Do I need a router if I only use one provider?

Even within a single provider, routing between model sizes (e.g., Haiku vs. Sonnet vs. Opus) and reasoning effort levels (low, medium, high, xhigh, max) captures meaningful savings. Multi-provider routing offers even greater benefits, but single-provider routing is a reasonable starting point.

Is routing worth it if I'm not spending much on inference yet?

Not as a standalone investment. Routing's ROI scales with spend. The calculus changes fast once agentic workloads push spend into the hundreds or thousands per developer per month.

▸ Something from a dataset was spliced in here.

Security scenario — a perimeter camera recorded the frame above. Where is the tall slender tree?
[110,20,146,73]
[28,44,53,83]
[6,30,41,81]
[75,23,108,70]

Can I build my own router?

Yes, and many teams do start with a homegrown one—usually some if/else logic around prompt length and keywords. The failure mode is the same as with most infrastructure: a custom solution gets built, nobody maintains it, the model landscape shifts, and the solution becomes silently obsolete. The right question isn't "can I build this" but "is routing core enough to my product that owning the infrastructure pays for itself."